As far as our personal relationships go, it feels like we have a lot of shared memories. It’s like old friends getting together to do something we all enjoy. That’s a nice feeling to share.
Do you hope people feel a certain way or think about anything particular when listening to Death Bells?
WC: Not exactly. I know how the music makes me feel when we perform; it’s a very cathartic process, like exorcising all the bad and letting all that’s positive take hold. People have told us many times that they relate to the music more once they watch us play. Maybe that personal catharsis takes the music some place more real. The short answer is no, though. We make the music because we like making the music and people can take away from it whatever they want.
It’s a broad question, but what inspires you when you write and create music?
WC: It’s a necessity at this point. I don’t think any of us are happy unless we’re making art in some way.
Standing At The Edge Of The World is still a fairly young record, but have you started writing or thinking about the next one yet?
WC: The next one is mostly written at this point. I’m not going to speak too much about it yet, but this is a very exciting time for us.

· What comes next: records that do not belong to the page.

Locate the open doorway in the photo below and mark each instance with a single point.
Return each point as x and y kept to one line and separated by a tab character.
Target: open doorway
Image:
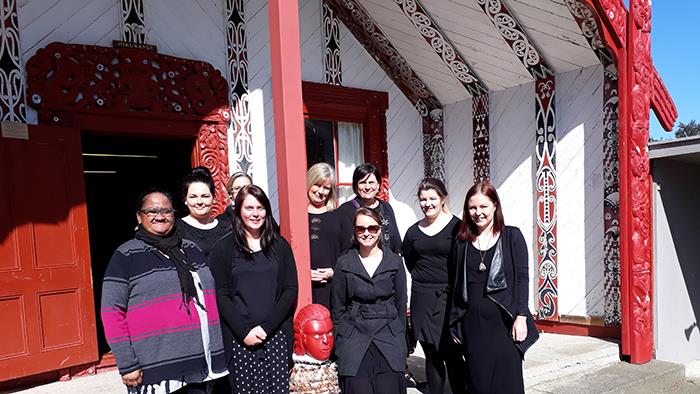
117	169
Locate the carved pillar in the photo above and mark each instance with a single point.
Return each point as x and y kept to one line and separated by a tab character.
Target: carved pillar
635	199
133	28
13	107
480	124
332	70
237	52
586	19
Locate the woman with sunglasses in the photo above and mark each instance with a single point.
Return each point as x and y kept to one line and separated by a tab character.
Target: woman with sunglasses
426	249
199	195
366	184
159	307
234	184
324	230
256	286
368	307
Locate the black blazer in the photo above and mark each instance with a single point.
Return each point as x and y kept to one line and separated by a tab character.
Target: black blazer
391	238
222	260
507	283
369	310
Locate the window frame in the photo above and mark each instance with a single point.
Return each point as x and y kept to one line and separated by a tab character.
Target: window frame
344	104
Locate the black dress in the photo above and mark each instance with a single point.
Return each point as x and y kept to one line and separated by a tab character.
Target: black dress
324	239
493	360
426	260
205	239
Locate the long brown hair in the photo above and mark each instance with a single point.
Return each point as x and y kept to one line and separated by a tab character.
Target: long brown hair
468	231
269	229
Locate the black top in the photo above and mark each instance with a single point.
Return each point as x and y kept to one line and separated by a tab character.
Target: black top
426	256
205	239
369	310
391	238
324	239
257	290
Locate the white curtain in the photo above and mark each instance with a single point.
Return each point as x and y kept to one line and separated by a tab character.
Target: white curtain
350	155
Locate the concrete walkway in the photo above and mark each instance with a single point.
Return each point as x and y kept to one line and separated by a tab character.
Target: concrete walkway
556	364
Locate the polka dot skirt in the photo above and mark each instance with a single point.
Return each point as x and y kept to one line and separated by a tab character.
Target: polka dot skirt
263	369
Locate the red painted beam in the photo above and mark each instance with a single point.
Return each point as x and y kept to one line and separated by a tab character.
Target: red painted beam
290	141
662	103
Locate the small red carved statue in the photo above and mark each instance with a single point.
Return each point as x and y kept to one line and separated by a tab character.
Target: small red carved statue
313	373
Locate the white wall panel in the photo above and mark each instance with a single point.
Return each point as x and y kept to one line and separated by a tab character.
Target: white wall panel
42	22
188	29
580	191
512	135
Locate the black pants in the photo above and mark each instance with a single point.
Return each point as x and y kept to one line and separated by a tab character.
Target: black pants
374	376
448	357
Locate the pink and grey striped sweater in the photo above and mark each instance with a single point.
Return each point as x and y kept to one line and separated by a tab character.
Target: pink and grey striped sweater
145	322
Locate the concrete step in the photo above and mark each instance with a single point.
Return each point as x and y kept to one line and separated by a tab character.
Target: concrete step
653	377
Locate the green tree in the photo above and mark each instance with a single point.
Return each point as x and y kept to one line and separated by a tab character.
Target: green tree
692	128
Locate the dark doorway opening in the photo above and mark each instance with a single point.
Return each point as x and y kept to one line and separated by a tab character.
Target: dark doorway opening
117	169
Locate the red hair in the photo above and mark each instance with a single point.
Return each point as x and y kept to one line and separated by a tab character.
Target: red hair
468	231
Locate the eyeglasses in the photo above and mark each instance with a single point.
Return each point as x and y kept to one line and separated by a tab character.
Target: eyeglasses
373	229
151	213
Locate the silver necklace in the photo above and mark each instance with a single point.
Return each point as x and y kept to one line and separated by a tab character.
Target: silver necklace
482	253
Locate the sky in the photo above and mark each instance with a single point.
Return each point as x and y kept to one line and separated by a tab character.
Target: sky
675	48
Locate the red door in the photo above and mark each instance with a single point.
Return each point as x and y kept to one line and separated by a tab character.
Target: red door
46	297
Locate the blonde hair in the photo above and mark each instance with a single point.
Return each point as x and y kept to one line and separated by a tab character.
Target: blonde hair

What’s the creative process like in a band with 6 members?
WC: It can be chaotic or messy but beautiful things often come about from the mess. Usually Maurice will come to rehearsal with a bass part and we’ll start to piece together ideas around that. Everyone sticks to their instrument now which is nice; all the ego has been squashed over the last four years. We focus now on just doing our own little bit as best we can to build the whole.
There’s such a tight knit and incredible new wave/post-punk scene in and surrounding LA and in California in general, including fellow Australian-turned-LA experimental post-punks VOWWS. What are you most looking forward to about the band’s move there?
WC: We like VOWWS a lot, we played with them in Austin. Los Angeles feels very homey. I think it’s like a big Sydney in many ways. The scale of that city always leaves us feeling bewildered and perplexed. I’m looking forward to feeling that way for a while.
You’re touring with Miserable and Fearing next month and playing HOCO Fest soon after. What can we expect in the near future for Death Bells?
WC: Everyone in every city who has been waiting to see us will probably have the chance by the end of the year. A lot of things are up in the air right now, but we all hope to see it solidify. We’re just gonna be around. Come and say hello.